A Bit About Dijkstra’s

Sample Execution

Graph

Consider the following graph:

Note that this graph satisfies our input conditions:

  1. Directed,
  2. Non negative weights

We will now run Dijkstra(G, w, s) – where ‘s’ is our start vertex.

Graph G

Initialization

After running INITIALIZE-SINGLE-SOURCE(G,s), will have v.d = ∞ except the start vertex ‘s’, which will have the key 0.

Note that we have put the keys in the circle of the vertex and weights along the edges, to simplify presentation of data.

The edge ‘s’ which has the least key value is shaded gray.

Graph G, respective keys of edges after initialization.
Q = {(s,0),(y,∞),(t,∞),(x,∞),(z,∞)}
S = Ø

Sets after initialization.

Round 1 of Loop Execution

After initialization steps, Q = G.V and hence it is nonempty, so the loop runs.

Now, the vertex ‘s’ has the least key – hence we extract s and examine its neighbours, G.Adj[s] = {t, y}

Since t.d = ∞ > s.d + w(s,t), we relax the edge (s, t). That is, we set t.d = s.d + w(s, t) = 0 + 10 = 10 and we set ‘s’ as the parent of ‘t’.

Similarly, we will relax ‘y’, setting y.d = 5 and ‘s’ as its parent.

Note that we have shaded vertex ‘s’ black, since it is in the set S now, and ‘y’ is shaded gray since it is the vertex with least key. Also note that the edge (s, y) and (s, t) are shaded to notify that at the end of round 1 of loop execution, that’s the best shortest path to our knowledge – recorded in parent attribute, π of edges ‘y’ and ‘t’.

Graph after Round 1 of Loop execution.
Q = {(y,5),(t,10),(x,∞),(z,∞)}
S = {s}

Sets after Round 1 of Loop Execution.

Round 2 of Loop Execution

At the end of round 1, Q is nonempty, so the loop is executed.

Now, the vertex ‘y’ has the least key – hence we extract ‘y’ and examine its neighbours, G.Adj[y] = {t, x, z}

Since t.d = 10 > y.d + w(y,t), we relax that edge.

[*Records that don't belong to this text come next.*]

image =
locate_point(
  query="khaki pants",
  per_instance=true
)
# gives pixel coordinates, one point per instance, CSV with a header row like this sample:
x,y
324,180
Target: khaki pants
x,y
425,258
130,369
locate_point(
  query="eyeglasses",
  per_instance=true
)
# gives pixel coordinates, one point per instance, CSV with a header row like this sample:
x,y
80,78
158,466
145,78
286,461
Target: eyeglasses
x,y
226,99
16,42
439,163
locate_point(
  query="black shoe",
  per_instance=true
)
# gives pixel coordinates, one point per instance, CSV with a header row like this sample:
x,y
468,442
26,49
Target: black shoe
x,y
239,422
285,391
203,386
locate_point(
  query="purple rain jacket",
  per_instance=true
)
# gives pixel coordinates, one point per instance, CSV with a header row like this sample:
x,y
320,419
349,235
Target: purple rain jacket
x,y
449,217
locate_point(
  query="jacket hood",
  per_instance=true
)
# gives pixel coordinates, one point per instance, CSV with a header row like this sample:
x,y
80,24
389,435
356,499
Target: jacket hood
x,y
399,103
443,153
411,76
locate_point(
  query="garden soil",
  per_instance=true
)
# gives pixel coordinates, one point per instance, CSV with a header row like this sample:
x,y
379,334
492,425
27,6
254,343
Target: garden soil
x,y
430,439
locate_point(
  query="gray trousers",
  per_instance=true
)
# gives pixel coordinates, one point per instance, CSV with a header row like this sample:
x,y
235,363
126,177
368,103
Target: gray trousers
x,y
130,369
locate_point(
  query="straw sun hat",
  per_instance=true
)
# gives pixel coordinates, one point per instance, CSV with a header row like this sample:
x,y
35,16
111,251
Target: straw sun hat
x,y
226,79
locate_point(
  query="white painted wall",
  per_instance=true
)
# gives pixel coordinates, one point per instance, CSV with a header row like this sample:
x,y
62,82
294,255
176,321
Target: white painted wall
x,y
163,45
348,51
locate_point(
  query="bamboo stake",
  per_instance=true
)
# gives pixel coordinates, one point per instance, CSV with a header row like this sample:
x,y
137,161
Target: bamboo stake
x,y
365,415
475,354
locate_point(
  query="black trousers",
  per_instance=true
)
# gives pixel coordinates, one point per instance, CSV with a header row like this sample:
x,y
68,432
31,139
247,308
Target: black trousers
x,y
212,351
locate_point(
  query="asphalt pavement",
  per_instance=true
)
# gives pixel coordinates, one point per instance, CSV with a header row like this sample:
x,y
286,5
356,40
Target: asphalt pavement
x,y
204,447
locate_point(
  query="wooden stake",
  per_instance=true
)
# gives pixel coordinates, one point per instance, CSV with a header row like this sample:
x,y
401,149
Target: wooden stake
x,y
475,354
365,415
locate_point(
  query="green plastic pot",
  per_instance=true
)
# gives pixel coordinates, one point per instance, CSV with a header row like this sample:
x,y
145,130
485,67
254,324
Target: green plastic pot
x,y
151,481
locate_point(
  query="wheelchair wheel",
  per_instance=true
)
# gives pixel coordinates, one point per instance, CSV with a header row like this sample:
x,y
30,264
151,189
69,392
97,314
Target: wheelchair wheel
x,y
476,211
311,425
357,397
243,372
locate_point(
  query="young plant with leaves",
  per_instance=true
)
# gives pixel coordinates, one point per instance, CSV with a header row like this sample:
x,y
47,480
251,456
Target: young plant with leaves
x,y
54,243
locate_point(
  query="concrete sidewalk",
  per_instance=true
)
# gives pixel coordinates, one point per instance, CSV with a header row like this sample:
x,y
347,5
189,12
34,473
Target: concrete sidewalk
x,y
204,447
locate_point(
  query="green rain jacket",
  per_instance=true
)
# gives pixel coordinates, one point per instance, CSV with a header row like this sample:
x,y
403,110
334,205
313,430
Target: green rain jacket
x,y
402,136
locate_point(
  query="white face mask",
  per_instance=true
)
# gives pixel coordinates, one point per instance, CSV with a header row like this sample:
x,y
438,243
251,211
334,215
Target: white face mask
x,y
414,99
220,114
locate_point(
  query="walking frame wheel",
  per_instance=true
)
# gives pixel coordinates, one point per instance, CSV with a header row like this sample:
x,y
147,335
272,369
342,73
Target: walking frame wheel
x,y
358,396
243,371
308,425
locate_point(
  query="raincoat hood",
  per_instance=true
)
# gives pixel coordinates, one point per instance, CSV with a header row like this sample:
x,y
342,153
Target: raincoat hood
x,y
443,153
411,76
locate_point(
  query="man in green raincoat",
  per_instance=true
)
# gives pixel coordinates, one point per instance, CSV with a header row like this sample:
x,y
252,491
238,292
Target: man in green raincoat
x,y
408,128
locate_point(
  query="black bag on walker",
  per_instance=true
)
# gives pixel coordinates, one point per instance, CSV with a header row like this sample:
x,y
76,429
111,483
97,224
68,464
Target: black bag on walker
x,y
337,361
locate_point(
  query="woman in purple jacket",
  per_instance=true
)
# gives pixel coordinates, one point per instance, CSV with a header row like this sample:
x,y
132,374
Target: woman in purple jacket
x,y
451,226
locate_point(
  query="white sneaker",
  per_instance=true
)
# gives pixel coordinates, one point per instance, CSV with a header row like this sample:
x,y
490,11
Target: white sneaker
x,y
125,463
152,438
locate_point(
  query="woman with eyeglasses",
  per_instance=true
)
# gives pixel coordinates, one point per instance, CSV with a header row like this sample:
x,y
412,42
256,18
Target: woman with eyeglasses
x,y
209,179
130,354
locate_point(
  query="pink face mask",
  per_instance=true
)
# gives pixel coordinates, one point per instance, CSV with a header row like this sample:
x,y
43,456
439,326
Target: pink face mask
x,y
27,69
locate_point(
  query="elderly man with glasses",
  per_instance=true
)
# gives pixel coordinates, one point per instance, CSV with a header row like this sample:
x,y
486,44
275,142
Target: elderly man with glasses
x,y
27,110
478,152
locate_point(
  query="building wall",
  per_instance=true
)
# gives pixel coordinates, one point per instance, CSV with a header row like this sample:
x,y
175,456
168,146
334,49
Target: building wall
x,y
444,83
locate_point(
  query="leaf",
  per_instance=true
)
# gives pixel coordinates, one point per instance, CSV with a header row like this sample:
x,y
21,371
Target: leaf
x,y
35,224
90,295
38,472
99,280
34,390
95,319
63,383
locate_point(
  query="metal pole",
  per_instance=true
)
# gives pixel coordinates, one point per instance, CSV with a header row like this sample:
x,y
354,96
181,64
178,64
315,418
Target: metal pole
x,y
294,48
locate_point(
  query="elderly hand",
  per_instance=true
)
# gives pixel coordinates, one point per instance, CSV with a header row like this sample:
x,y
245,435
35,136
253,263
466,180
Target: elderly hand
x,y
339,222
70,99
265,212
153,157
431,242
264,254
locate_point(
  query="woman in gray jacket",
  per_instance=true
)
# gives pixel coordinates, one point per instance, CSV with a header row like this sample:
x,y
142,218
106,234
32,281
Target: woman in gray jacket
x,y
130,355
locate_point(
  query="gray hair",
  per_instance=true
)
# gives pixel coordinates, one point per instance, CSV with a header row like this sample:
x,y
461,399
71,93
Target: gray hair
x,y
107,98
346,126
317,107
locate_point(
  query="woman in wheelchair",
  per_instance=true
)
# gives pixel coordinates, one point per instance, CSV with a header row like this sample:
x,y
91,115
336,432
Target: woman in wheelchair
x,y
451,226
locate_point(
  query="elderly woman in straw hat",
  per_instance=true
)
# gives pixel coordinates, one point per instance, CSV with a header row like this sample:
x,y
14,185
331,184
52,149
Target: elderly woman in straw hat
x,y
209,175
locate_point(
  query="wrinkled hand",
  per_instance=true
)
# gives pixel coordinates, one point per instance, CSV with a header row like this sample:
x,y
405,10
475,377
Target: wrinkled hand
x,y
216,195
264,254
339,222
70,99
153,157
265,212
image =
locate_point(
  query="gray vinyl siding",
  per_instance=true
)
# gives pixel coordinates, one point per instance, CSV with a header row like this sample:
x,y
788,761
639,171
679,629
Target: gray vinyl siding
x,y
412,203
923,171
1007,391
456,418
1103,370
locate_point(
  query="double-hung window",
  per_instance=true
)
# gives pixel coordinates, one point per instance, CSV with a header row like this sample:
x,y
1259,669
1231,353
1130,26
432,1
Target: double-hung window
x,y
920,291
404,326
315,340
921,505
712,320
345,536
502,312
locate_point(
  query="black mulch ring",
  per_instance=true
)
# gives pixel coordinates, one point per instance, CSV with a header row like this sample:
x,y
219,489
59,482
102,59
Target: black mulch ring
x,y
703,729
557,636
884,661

That is, we change t.d = y.d + w(y,t) = 5 + 3 = 8 and we make ‘y’ as the new parent of ‘t’.

Similarly, we will relax edge (y,z), setting z.d = 7 and ‘y’ as its parent and edge (y,x), with x.d = 14 and x.π = y.

Note ‘y’ black since y ∈ S now, and ‘z’ is shaded gray since it is the vertex with least key.

Graph after Round 2 of Loop Execution
Q = {(t,8),(x,14),(z,7)}
S = {s, y}

Sets after Round 2 of Loop Execution.

Round 3 of Loop Execution

At the end of round 2, Q is nonempty, so the loop is executed.

Now, the vertex ‘z’ has the least key – hence we extract ‘z’ and examine its neighbours, G.Adj[z] = {s, x}

Since s.d = 0 < z.d + w(z, s), we skip the vertex ‘s’ this time, that is, we don’t relax the edge (z, s)

But we will relax (z, x), setting x.d = 13 and ‘z’ as its parent. You must be able to understand the change in shading by now.

Graph after Round 3 of Loop Execution.
Q = {(t,8),(x,13)}
S = {s, y, z}

Sets after Round 3 of Loop Execution.

Round 4 of Loop Execution

At the end of round 3, Q = {t, x}, so the loop is executed.

Now, the vertex ‘t’ has the least key – hence we extract ‘t’ and examine its neighbours, G.Adj[t] = {y, x}

Since y.d = 5 < t.d + w(t, y), we skip the vertex ‘y’. But we will relax (t, x), setting x.d = 9 and ‘t’ as its parent.

Graph after Round 4 of Loop Execution.
Q = {(x,14)}
S = {s, y, z, t}

Sets after Round 4 of Loop Execution.

Round 5 of Loop Execution

At the end of round 4, Q = {x}, so the loop is executed.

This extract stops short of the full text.